Il futuro della viabilità del Veneto sembra essere blindato da una comunione d’intenti con pochi precedenti, prima d’ora. L’assessora regionale Elisa De Berti esce raggiante dall’incontro che si è tenuto  martedì al ministero delle Infrastrutture, di fronte al segretario del suo partito che ora veste anche i panni di ministro. L’amministratrice veneta lascia Roma con due certezze: l’avvio della procedura per il rinnovo di Cav e gestione unitaria di 700 chilometri di strade.

«Sta accadendo esattamente ciò che mi auguravo con l’insediamento del nuovo Governo. Ringrazio il ministro Salvini perché ha mantenuto la promessa di mettere impegno e attenzione sulle necessità infrastrutturali del Veneto», esulta il presidente della Regione Veneto Luca Zaia.

Alla riunione erano presenti anche l’amministratore delegato di Anas Aldo Isi, il direttore generale del Mit Felice Morisco. All’ordine del giorno c’era lo sviluppo delle infrastrutture in Veneto. Matteo Salvini ha voluto ribadire «l’assoluto impegno per dare risposte a tutte le esigenze di una delle regioni più produttive d’Europa. Da troppi anni il Veneto aspetta soluzioni ai problemi infrastrutturali».

L’appuntamento al ministero delle Infrastrutture serve a Cav per definire il percorso e le modalità per iniziare l’interlocuzione con l’Unione Europea per arrivare alla proroga dell’attuale concessione, dal 2032 al 2060. Il tutto, secondo il piano consegnato al Mit, permetterebbe a Cav di mettere in campo nuovi investimenti per 1,250 miliardi sui quadranti Padova Est e Passante.

Altro capitolo importante è quello che riguarda la partita tra Anas e Veneto Strade, nella gestione in coppia delle “strade di rientro”. Il progetto era stato ideato e condiviso con l’allora ministro Delrio, quindi confermato da altri tre ministri. Il nodo consiste nella natura ibrida di Anas, in bilico tra pubblico a privato, dopo l’ingresso in Ferrovie dello Stato. L’obiettivo del Veneto è che i 700 chilometri di strade riclassificate continuino a essere sotto la gestione di Veneto Strade. L’ente di emanazione regionale si accollerebbe anche la quota di strade che dovrebbero essere gestite dalla Provincia di Belluno, cedute per una questione di costi troppo elevati.

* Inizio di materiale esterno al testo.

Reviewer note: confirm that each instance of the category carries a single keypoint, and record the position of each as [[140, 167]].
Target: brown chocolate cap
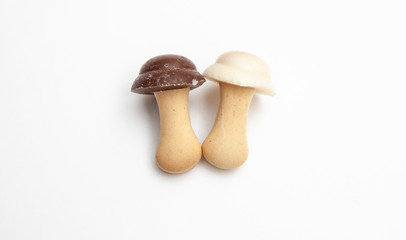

«Il precedente Governo aveva stoppato l’accordo a 15 giorni dalle elezioni» evidenzia l’assessora De Berti. «Non c’era, infatti, una condivisione con il ministro. E con questa motivazione i tecnici si facevano sempre scudo. Quella dimartedì è stata la prima riunione con presente il ministro, che ci ha spalleggiato apertamente. È un imprimatur decisivo, che ci fa ben sperare per tutto».